The East Siberian Arctic Shelf is a methane-rich area that encompasses more than 2 million square kilometers of seafloor in the Arctic Ocean. It is more than three times as large as the nearby Siberian wetlands, which have been considered the primary Northern Hemisphere source of atmospheric methane. Previous estimates performed for the ESAS suggested that the area was releasing 8 teragrams of methane into the atmosphere yearly.

During field expeditions, the research team used a variety of techniques—including sonar and visual images of methane bubbles in the water, air and water sampling, seafloor drilling and temperature readings—to determine the conditions of the water and permafrost, as well as the amount of methane being released.

Methane is an important factor in global climate change, because it so effectively traps heat. As conditions warm, global research has indicated that more methane is released, which then stands to further warm the planet. Scientists call this phenomenon a positive feedback loop.

“We believe that the release of methane from the Arctic, and in particular this part of the Arctic, could impact the entire globe,” Shakhova said. “We are trying to understand the actual contribution of the ESAS to the global methane budget and how that will change over time.”

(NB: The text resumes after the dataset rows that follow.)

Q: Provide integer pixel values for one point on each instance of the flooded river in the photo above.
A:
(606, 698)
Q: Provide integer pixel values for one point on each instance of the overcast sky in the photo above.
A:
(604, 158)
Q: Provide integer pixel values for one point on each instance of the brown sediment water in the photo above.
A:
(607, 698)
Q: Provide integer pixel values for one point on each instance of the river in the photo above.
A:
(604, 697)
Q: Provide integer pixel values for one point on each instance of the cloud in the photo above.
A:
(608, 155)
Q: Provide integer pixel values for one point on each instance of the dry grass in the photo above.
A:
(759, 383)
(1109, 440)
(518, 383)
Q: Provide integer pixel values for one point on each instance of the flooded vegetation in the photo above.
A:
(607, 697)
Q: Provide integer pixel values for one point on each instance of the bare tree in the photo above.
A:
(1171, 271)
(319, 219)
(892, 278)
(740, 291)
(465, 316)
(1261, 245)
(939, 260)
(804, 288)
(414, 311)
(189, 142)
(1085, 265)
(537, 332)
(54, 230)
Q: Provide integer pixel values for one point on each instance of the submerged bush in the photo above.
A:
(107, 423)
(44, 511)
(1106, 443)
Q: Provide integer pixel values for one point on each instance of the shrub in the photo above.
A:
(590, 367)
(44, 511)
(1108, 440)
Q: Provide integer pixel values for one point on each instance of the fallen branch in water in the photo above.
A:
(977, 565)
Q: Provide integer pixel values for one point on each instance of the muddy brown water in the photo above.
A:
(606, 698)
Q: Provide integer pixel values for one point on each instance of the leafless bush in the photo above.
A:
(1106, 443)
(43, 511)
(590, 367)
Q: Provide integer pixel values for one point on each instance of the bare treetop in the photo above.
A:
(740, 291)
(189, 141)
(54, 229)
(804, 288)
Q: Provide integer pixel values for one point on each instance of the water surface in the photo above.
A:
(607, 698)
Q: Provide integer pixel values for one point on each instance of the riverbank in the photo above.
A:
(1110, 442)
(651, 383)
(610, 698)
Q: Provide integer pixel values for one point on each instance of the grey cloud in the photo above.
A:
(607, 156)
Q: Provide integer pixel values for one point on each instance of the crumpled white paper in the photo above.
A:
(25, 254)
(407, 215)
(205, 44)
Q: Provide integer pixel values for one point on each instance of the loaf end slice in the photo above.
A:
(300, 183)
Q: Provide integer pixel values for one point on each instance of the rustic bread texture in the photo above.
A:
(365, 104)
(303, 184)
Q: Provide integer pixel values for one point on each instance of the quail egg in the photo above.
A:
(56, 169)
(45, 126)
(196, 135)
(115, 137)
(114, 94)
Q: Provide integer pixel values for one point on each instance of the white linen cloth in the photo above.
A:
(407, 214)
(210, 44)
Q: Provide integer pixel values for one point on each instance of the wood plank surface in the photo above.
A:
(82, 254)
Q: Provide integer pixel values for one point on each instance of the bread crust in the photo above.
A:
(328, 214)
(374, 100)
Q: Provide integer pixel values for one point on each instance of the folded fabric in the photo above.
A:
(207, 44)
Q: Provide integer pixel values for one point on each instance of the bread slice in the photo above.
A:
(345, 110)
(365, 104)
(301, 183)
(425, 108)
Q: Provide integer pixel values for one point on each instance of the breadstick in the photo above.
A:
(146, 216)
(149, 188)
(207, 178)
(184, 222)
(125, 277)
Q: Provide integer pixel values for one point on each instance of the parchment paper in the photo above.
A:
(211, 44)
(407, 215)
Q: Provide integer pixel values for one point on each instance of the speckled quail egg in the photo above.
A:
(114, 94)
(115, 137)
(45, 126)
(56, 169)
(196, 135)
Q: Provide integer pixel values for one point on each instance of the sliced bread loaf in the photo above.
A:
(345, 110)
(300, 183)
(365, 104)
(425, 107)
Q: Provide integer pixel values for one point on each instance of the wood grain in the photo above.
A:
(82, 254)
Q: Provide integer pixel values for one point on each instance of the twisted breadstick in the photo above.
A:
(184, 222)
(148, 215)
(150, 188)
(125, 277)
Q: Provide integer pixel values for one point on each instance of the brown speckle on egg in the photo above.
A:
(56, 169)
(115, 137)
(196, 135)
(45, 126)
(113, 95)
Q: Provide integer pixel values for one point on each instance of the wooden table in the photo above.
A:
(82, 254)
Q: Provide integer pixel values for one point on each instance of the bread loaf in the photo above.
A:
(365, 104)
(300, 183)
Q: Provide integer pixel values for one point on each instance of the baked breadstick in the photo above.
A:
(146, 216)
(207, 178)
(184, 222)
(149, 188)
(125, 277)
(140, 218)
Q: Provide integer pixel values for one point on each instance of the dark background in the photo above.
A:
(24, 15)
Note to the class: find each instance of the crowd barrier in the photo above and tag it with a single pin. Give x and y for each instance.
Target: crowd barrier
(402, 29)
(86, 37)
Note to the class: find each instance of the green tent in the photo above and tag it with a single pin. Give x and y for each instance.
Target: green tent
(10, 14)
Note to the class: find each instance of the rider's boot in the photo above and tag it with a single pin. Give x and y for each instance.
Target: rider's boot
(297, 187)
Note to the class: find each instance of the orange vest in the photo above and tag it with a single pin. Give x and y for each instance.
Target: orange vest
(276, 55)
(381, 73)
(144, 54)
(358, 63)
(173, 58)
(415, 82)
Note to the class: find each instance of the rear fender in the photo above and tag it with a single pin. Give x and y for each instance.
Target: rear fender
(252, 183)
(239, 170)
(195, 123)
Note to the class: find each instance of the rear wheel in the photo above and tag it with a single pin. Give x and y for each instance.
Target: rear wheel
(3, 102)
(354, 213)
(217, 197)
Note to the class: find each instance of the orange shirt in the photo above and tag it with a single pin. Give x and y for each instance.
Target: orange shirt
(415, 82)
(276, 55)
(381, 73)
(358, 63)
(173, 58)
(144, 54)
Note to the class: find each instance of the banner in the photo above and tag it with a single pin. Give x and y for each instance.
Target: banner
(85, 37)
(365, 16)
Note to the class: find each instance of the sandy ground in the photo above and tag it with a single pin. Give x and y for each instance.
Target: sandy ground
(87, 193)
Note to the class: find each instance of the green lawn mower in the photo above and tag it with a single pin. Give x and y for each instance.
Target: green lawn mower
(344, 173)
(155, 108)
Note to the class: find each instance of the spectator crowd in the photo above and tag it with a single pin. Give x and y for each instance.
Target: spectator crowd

Shakhova and Semiletov are also affiliated with the Pacific Oceanological Institute at the Russian Academy of Sciences, Far Eastern Branch, as are research team members Anatoly Salyuk, Denis Kosmach and Denis Chernykh. Other members of the research team include Dmitry Nicolsky of the UAF Geophysical Institute; co-lead author Ira Leifer of the Marine Sciences Institute at the University of California, Santa Barbara and Bubbleology Research International; Valentin Sergienko of the Institute of Chemistry at the Russian Academy of Sciences, Far Eastern Branch; Chris Stubbs of the Marine Sciences Institute at the University of California, Santa Barbara; Vladimir Tumskoy of Moscow State University; and Örjan Gustafsson of the Department of Applied Environmental Science and Bolin Centre for Climate Research, Stockholm University.